G. ist eine sirupartige, farb- und geruchlose Flüssigkeit von rein süßem Geschmack, spez. Gew. 1,26 bei 10°, erstarrt erst bei -40°, bildet aber bei 0°, besonders wenn man einen Glycerinkristall hineinlegt, farblose, sehr stark lichtbrechende Kristalle, welche, von der Mutterlauge getrennt, bei 22° schmelzen. Das spezifische Gewicht und die Gefrierpunkte wässeriger Glycerinlösungen zeigt folgende Tabelle:

Proz. Spezif. Gewicht Gefrierpunkt Proz. Spezif.

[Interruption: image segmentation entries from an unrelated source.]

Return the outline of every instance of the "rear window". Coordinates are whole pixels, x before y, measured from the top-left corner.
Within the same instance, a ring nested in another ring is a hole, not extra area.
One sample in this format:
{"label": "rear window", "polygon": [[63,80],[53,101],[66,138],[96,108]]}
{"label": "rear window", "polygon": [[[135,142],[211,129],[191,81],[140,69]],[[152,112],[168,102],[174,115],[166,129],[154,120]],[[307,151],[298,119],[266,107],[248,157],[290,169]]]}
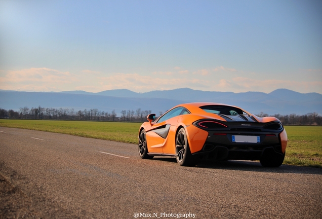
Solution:
{"label": "rear window", "polygon": [[207,113],[215,114],[223,114],[227,116],[237,116],[238,114],[247,114],[242,110],[234,107],[221,105],[208,105],[200,106]]}

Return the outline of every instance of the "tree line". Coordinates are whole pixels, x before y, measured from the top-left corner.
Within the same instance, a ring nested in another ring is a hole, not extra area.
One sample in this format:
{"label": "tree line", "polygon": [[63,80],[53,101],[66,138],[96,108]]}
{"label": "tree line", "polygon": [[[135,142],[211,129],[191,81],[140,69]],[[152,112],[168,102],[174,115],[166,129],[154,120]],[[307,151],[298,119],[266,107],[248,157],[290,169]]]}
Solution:
{"label": "tree line", "polygon": [[[26,119],[58,119],[66,120],[94,120],[113,121],[127,122],[145,122],[146,117],[151,113],[150,110],[136,111],[128,110],[121,111],[118,117],[115,110],[111,112],[101,111],[98,109],[85,109],[83,111],[75,111],[73,108],[45,108],[40,105],[29,108],[27,106],[19,108],[19,112],[13,110],[8,111],[0,108],[0,118]],[[163,114],[159,112],[159,115]],[[261,112],[257,115],[260,117],[269,116],[268,114]],[[304,115],[294,114],[288,115],[275,114],[271,115],[278,119],[283,125],[322,125],[322,117],[317,113],[310,113]]]}
{"label": "tree line", "polygon": [[45,108],[39,105],[30,108],[27,106],[20,107],[19,112],[16,112],[0,108],[1,118],[12,119],[143,122],[146,121],[146,117],[150,114],[150,110],[142,110],[141,108],[135,111],[123,110],[120,116],[117,117],[115,110],[110,113],[96,108],[75,111],[73,108]]}

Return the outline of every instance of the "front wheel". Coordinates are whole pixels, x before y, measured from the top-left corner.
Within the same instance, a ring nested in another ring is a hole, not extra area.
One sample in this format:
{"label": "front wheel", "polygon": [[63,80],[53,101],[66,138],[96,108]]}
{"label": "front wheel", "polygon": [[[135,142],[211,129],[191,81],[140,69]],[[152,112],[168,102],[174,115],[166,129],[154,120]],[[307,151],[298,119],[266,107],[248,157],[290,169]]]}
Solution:
{"label": "front wheel", "polygon": [[195,166],[184,128],[181,128],[176,137],[176,158],[180,166]]}
{"label": "front wheel", "polygon": [[143,129],[140,133],[139,136],[139,155],[142,159],[153,158],[153,157],[148,155],[148,153],[145,131]]}

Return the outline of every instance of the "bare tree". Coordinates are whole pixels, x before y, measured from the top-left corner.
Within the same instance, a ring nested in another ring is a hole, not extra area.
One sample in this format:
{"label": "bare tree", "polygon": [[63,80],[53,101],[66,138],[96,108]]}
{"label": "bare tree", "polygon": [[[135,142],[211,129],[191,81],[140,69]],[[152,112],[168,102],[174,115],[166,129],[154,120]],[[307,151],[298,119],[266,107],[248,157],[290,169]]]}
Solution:
{"label": "bare tree", "polygon": [[115,112],[115,110],[113,110],[112,111],[112,113],[111,113],[111,118],[113,121],[115,121],[115,119],[116,118],[116,113]]}

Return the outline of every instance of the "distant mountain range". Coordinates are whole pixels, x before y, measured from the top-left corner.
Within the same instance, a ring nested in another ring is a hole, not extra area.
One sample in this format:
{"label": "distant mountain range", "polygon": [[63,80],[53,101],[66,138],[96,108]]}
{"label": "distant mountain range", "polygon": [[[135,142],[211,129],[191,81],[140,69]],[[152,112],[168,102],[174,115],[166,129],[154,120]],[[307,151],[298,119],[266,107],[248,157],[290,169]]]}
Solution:
{"label": "distant mountain range", "polygon": [[98,93],[83,91],[61,92],[30,92],[0,90],[0,107],[18,110],[20,107],[73,108],[75,110],[97,108],[151,110],[158,114],[184,102],[214,102],[234,105],[252,113],[274,115],[322,114],[322,94],[301,93],[279,89],[266,94],[259,92],[235,93],[203,91],[189,88],[136,93],[127,89],[111,90]]}

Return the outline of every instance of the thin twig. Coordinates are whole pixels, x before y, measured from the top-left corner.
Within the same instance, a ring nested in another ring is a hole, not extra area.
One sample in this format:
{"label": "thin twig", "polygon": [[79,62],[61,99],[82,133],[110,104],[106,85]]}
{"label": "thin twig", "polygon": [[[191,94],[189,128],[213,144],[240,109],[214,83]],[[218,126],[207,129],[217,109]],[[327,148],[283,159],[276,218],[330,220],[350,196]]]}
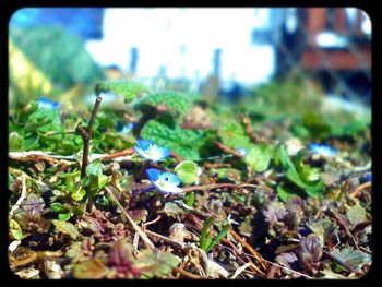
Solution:
{"label": "thin twig", "polygon": [[91,137],[92,137],[92,129],[93,129],[93,124],[97,116],[102,100],[103,98],[99,96],[96,98],[86,131],[82,128],[81,124],[77,125],[77,130],[80,131],[82,140],[84,142],[83,154],[82,154],[81,178],[86,177],[86,166],[88,164],[88,152],[89,152]]}
{"label": "thin twig", "polygon": [[258,135],[255,135],[252,125],[251,125],[251,119],[247,115],[240,116],[241,122],[244,125],[246,133],[251,139],[253,143],[262,143],[263,141],[259,139]]}
{"label": "thin twig", "polygon": [[167,242],[167,243],[170,243],[172,246],[176,246],[178,247],[179,249],[184,249],[184,243],[181,243],[181,242],[178,242],[178,241],[175,241],[172,240],[171,238],[169,237],[166,237],[166,236],[163,236],[163,235],[159,235],[159,234],[156,234],[156,232],[153,232],[151,230],[145,230],[146,235],[148,235],[150,237],[154,237],[156,239],[159,239],[164,242]]}
{"label": "thin twig", "polygon": [[151,249],[155,249],[155,246],[153,242],[148,239],[148,237],[142,231],[141,227],[130,217],[129,213],[123,208],[122,204],[117,200],[116,195],[112,193],[112,191],[108,188],[105,187],[105,190],[109,193],[110,198],[112,201],[117,204],[117,206],[121,210],[123,213],[124,217],[128,219],[130,225],[134,228],[134,230],[139,234],[143,242]]}
{"label": "thin twig", "polygon": [[205,168],[219,168],[219,167],[231,167],[231,165],[230,164],[208,164],[208,163],[206,163],[206,164],[204,164],[204,167]]}
{"label": "thin twig", "polygon": [[126,155],[132,155],[134,153],[135,153],[135,151],[133,148],[127,148],[127,150],[123,150],[123,151],[118,152],[118,153],[114,153],[114,154],[102,156],[102,157],[99,157],[99,160],[108,160],[108,159],[112,159],[112,158],[116,158],[116,157],[121,157],[121,156],[126,156]]}
{"label": "thin twig", "polygon": [[234,229],[230,229],[229,232],[237,239],[239,242],[247,248],[249,252],[259,261],[261,266],[266,271],[268,268],[267,264],[264,263],[264,259],[262,255],[259,254],[258,251],[255,251],[250,244],[248,244],[237,232],[234,231]]}
{"label": "thin twig", "polygon": [[362,184],[360,184],[359,187],[357,187],[350,194],[354,198],[359,196],[359,194],[367,188],[371,187],[371,181],[365,182]]}
{"label": "thin twig", "polygon": [[212,190],[212,189],[219,189],[219,188],[237,188],[237,189],[242,189],[242,188],[258,188],[255,184],[249,184],[249,183],[243,183],[243,184],[235,184],[235,183],[213,183],[213,184],[205,184],[205,186],[193,186],[193,187],[187,187],[183,188],[184,192],[190,192],[190,191],[195,191],[195,190]]}
{"label": "thin twig", "polygon": [[20,207],[21,203],[23,200],[26,198],[27,192],[26,192],[26,177],[25,175],[22,175],[21,182],[22,182],[22,191],[21,191],[21,196],[19,198],[17,202],[12,206],[10,211],[10,216],[13,215],[13,213]]}
{"label": "thin twig", "polygon": [[181,275],[188,277],[189,279],[206,279],[206,277],[203,277],[203,276],[200,276],[200,275],[196,275],[196,274],[192,274],[186,270],[182,270],[180,267],[175,267],[174,268],[176,272],[180,273]]}

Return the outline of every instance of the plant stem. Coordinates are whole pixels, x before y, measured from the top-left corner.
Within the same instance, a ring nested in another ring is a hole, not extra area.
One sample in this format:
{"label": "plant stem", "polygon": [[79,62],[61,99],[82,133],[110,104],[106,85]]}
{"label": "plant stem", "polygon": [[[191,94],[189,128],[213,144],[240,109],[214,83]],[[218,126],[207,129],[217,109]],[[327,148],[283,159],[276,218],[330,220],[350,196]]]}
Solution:
{"label": "plant stem", "polygon": [[93,111],[91,115],[91,120],[88,121],[86,131],[81,124],[77,127],[77,130],[80,131],[82,140],[84,142],[83,154],[82,154],[81,178],[86,177],[86,166],[88,165],[88,152],[89,152],[91,137],[92,137],[92,129],[93,129],[93,124],[97,116],[102,100],[103,98],[99,96],[96,98],[96,101],[94,104]]}
{"label": "plant stem", "polygon": [[141,227],[135,224],[135,222],[131,218],[131,216],[129,215],[129,213],[127,213],[127,211],[123,208],[122,204],[117,200],[116,195],[112,193],[112,191],[108,188],[105,187],[105,190],[109,193],[110,198],[112,199],[112,201],[117,204],[118,208],[121,210],[121,212],[123,213],[124,217],[128,219],[128,222],[130,223],[130,225],[134,228],[134,230],[138,232],[138,235],[141,237],[141,239],[143,240],[143,242],[150,248],[150,249],[155,249],[155,246],[153,244],[152,241],[150,241],[148,237],[142,231]]}
{"label": "plant stem", "polygon": [[217,147],[219,147],[223,152],[226,152],[228,154],[235,155],[237,157],[244,157],[242,154],[240,154],[239,152],[236,152],[235,150],[224,145],[223,143],[215,141],[215,144],[217,145]]}
{"label": "plant stem", "polygon": [[249,183],[243,183],[243,184],[235,184],[235,183],[213,183],[213,184],[205,184],[205,186],[193,186],[193,187],[187,187],[183,188],[184,192],[190,192],[194,190],[211,190],[211,189],[218,189],[218,188],[258,188],[255,184],[249,184]]}

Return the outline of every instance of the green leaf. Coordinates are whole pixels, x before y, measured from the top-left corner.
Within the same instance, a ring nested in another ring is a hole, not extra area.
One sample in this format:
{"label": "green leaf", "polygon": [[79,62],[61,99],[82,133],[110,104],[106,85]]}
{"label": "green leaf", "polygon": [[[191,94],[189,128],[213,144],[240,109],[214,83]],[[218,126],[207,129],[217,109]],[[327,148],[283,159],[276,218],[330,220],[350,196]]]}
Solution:
{"label": "green leaf", "polygon": [[288,155],[288,151],[285,144],[278,144],[275,147],[273,159],[276,166],[282,167],[284,170],[288,170],[289,168],[295,168],[295,165]]}
{"label": "green leaf", "polygon": [[198,165],[192,160],[183,160],[175,167],[175,172],[183,184],[192,184],[198,179]]}
{"label": "green leaf", "polygon": [[321,180],[317,182],[305,182],[295,168],[289,168],[286,171],[287,178],[296,186],[301,188],[310,196],[319,196],[323,192],[323,182]]}
{"label": "green leaf", "polygon": [[351,226],[355,227],[359,223],[363,223],[367,220],[367,213],[362,206],[359,204],[353,206],[347,213],[346,217],[351,223]]}
{"label": "green leaf", "polygon": [[205,250],[205,248],[210,244],[210,241],[206,240],[206,236],[213,222],[214,222],[214,217],[208,217],[203,225],[203,229],[201,231],[201,236],[199,239],[199,247],[203,250]]}
{"label": "green leaf", "polygon": [[19,229],[11,229],[11,235],[15,240],[21,240],[23,239],[23,230],[19,230]]}
{"label": "green leaf", "polygon": [[290,198],[297,196],[298,192],[286,187],[277,186],[277,194],[282,201],[287,202]]}
{"label": "green leaf", "polygon": [[67,211],[67,207],[64,207],[61,203],[59,202],[53,202],[51,205],[50,205],[51,210],[55,212],[55,213],[62,213],[64,211]]}
{"label": "green leaf", "polygon": [[302,117],[302,123],[312,139],[323,140],[332,134],[332,127],[314,111],[307,111]]}
{"label": "green leaf", "polygon": [[51,223],[56,226],[56,229],[58,231],[69,235],[73,239],[75,239],[80,235],[76,227],[71,223],[61,222],[57,219],[52,219]]}
{"label": "green leaf", "polygon": [[72,199],[75,201],[81,201],[86,195],[86,190],[82,189],[81,187],[77,189],[77,191],[71,193]]}
{"label": "green leaf", "polygon": [[254,171],[261,172],[268,167],[271,156],[272,147],[270,145],[256,144],[248,151],[244,160],[253,168]]}
{"label": "green leaf", "polygon": [[95,194],[109,182],[109,178],[105,175],[89,175],[88,182],[91,194]]}
{"label": "green leaf", "polygon": [[39,136],[35,134],[32,137],[24,140],[21,145],[22,151],[37,150],[39,147],[38,139]]}
{"label": "green leaf", "polygon": [[213,249],[228,234],[229,229],[230,229],[230,225],[226,224],[223,227],[222,231],[208,244],[208,247],[206,248],[205,252],[210,252],[211,249]]}
{"label": "green leaf", "polygon": [[338,229],[335,223],[332,223],[326,218],[320,219],[317,223],[308,225],[308,227],[320,237],[322,246],[324,246],[326,239],[332,237],[334,232]]}
{"label": "green leaf", "polygon": [[160,213],[164,213],[170,217],[176,217],[178,214],[183,214],[184,211],[175,202],[167,202]]}
{"label": "green leaf", "polygon": [[134,109],[142,109],[144,106],[158,107],[166,106],[169,110],[186,113],[191,105],[189,95],[180,92],[165,91],[145,96],[134,106]]}
{"label": "green leaf", "polygon": [[60,213],[58,215],[58,219],[61,222],[67,222],[70,219],[70,213]]}
{"label": "green leaf", "polygon": [[360,270],[363,264],[371,262],[371,255],[353,248],[344,248],[342,250],[334,249],[331,254],[345,262],[355,270]]}
{"label": "green leaf", "polygon": [[195,193],[188,192],[188,193],[186,193],[184,198],[186,198],[186,200],[184,200],[186,205],[192,207],[193,203],[195,202]]}
{"label": "green leaf", "polygon": [[244,128],[236,121],[229,121],[222,125],[218,130],[218,135],[225,145],[234,150],[239,147],[250,148],[253,146]]}
{"label": "green leaf", "polygon": [[200,159],[199,150],[208,140],[205,131],[182,130],[179,127],[169,128],[155,120],[150,120],[140,134],[143,140],[167,147],[191,160]]}
{"label": "green leaf", "polygon": [[95,159],[86,166],[86,175],[102,175],[104,165],[99,159]]}
{"label": "green leaf", "polygon": [[17,132],[11,132],[8,137],[9,143],[9,150],[12,151],[20,151],[22,147],[23,139],[20,136]]}
{"label": "green leaf", "polygon": [[95,86],[95,93],[98,96],[100,93],[112,93],[121,95],[124,103],[131,103],[139,94],[148,92],[148,87],[141,83],[118,81],[118,82],[103,82]]}

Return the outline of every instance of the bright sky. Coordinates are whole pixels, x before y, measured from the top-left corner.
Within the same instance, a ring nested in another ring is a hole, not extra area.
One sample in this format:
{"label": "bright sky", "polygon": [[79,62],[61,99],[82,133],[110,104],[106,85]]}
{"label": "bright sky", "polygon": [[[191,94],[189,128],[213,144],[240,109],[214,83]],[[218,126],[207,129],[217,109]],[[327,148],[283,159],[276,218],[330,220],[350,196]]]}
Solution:
{"label": "bright sky", "polygon": [[138,47],[139,77],[155,76],[165,65],[169,77],[190,79],[208,75],[213,51],[222,48],[223,80],[255,84],[274,70],[272,46],[251,44],[253,27],[266,21],[265,9],[106,9],[104,39],[86,46],[99,63],[122,69]]}

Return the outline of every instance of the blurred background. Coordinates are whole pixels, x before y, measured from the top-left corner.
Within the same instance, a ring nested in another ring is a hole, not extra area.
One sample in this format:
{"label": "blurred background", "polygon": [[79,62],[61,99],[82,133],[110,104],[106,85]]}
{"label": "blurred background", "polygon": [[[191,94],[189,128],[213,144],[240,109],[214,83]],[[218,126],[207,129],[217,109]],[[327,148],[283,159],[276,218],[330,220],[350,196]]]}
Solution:
{"label": "blurred background", "polygon": [[28,8],[9,39],[10,105],[93,103],[96,82],[124,79],[206,100],[298,109],[314,94],[370,109],[371,22],[354,8]]}

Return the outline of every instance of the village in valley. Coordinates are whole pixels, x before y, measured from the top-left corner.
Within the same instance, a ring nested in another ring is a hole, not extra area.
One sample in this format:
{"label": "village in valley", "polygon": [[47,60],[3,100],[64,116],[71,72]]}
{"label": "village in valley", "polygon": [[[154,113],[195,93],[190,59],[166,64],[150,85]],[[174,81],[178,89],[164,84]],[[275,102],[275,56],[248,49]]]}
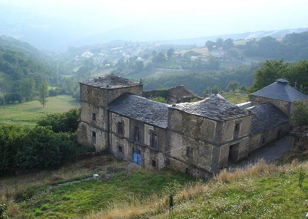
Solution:
{"label": "village in valley", "polygon": [[307,2],[65,1],[0,0],[0,219],[308,218]]}

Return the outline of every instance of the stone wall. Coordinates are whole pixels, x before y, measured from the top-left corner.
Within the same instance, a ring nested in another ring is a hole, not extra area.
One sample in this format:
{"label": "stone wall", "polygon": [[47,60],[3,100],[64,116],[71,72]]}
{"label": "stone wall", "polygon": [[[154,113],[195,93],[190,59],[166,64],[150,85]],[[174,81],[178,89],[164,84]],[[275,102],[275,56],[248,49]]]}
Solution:
{"label": "stone wall", "polygon": [[[141,151],[142,158],[142,166],[150,168],[162,168],[165,166],[165,153],[161,153],[167,150],[166,146],[165,129],[156,127],[145,123],[137,121],[113,112],[110,113],[110,141],[111,151],[116,156],[125,160],[132,161],[134,148]],[[116,134],[117,122],[123,122],[124,124],[123,136]],[[138,143],[134,142],[132,139],[132,124],[136,122],[140,126],[140,130],[143,132],[141,141]],[[150,146],[151,133],[157,135],[158,147],[153,148]],[[118,145],[122,146],[123,151],[118,151]],[[152,166],[152,160],[156,161],[156,166]]]}
{"label": "stone wall", "polygon": [[178,104],[179,103],[189,102],[192,99],[197,98],[202,100],[184,85],[170,88],[168,90],[157,90],[150,91],[144,91],[143,95],[148,99],[153,99],[158,96],[166,99],[168,104]]}
{"label": "stone wall", "polygon": [[291,113],[291,103],[285,101],[279,101],[273,99],[267,98],[266,97],[259,97],[257,96],[251,96],[251,106],[255,106],[259,104],[263,104],[267,103],[271,103],[278,109],[280,110],[286,115],[290,116]]}
{"label": "stone wall", "polygon": [[[288,122],[287,122],[269,130],[252,135],[249,139],[248,152],[276,141],[289,133],[290,129],[290,125]],[[279,131],[280,134],[278,136]]]}
{"label": "stone wall", "polygon": [[297,127],[292,130],[291,149],[297,152],[308,150],[308,126]]}
{"label": "stone wall", "polygon": [[[94,141],[92,132],[96,133]],[[84,122],[79,121],[77,133],[78,142],[83,145],[93,146],[96,151],[101,151],[109,149],[108,144],[108,132],[94,127]]]}

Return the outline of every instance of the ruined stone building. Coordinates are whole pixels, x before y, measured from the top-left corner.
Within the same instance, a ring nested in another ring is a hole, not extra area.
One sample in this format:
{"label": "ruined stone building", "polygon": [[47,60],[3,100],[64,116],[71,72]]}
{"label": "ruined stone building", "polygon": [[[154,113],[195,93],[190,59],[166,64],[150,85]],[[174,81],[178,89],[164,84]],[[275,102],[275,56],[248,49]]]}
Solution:
{"label": "ruined stone building", "polygon": [[141,81],[113,74],[80,82],[80,144],[142,167],[202,177],[288,133],[294,101],[308,100],[283,79],[252,94],[247,109],[219,94],[193,103],[154,101],[143,97]]}

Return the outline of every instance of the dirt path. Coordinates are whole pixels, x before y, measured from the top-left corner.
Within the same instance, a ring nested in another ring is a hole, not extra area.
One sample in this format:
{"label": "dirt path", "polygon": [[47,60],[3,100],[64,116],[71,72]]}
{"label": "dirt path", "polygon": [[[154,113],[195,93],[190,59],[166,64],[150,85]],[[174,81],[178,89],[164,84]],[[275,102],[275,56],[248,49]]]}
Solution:
{"label": "dirt path", "polygon": [[242,167],[248,163],[255,163],[260,158],[263,158],[267,162],[273,161],[283,154],[290,150],[291,142],[290,136],[286,135],[271,145],[265,146],[252,152],[248,155],[247,159],[239,163],[231,162],[228,166],[231,167]]}

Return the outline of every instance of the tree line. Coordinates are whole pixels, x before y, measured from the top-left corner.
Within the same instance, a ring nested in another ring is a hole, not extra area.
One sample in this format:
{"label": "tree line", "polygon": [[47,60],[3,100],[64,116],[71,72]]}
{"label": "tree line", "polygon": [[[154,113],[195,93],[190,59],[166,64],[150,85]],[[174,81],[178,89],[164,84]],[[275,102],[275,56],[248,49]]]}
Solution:
{"label": "tree line", "polygon": [[48,115],[33,128],[0,125],[0,175],[56,167],[78,154],[93,151],[76,141],[78,118],[75,109]]}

Gewicht Gefrierpunkt

10 1,024 -1° 60 1,159 unterhalb -35°

20 1,051 -2,5° 70 1,179 unterhalb -35°

30 1,075 -6° 80 1,204 unterhalb -35°

40 1,105 -17,5° 90 1,232 unterhalb -35°

50 1,127 -31 bis 34° 94 1,241 unterhalb -35°

Es siedet bei 290° fast ohne Zersetzung, verdampft aber schon bei 100° merklich, besonders auch mit Wasserdämpfen, und in feiner Verteilung verflüchtigt es sich langsam bei gewöhnlicher Temperatur. Trotzdem ist es als eine nicht eintrocknende Flüssigkeit zu betrachten, welche sich auch an der Luft nicht verändert. Im luftverdünnten Raum und mit Wasserdämpfen von 180-200° ist es unzersetzt destillierbar. Auf 150° erhitztes G. läßt sich leicht entzünden und verbrennt (auch am Docht) mit ruhiger blauer Flamme ohne Geruch. G. ist sehr hygroskopisch, mischt sich mit Wasser, Alkohol und Ätherweingeist, mit konzentrierter Schwefelsäure und Ätzkalilauge, aber nicht mit Äther, Chloroform, Benzin. Es löst Kalk, Baryt, Blei-, Kupfer-, Eisenoxyd, viele Salze und Alkaloide.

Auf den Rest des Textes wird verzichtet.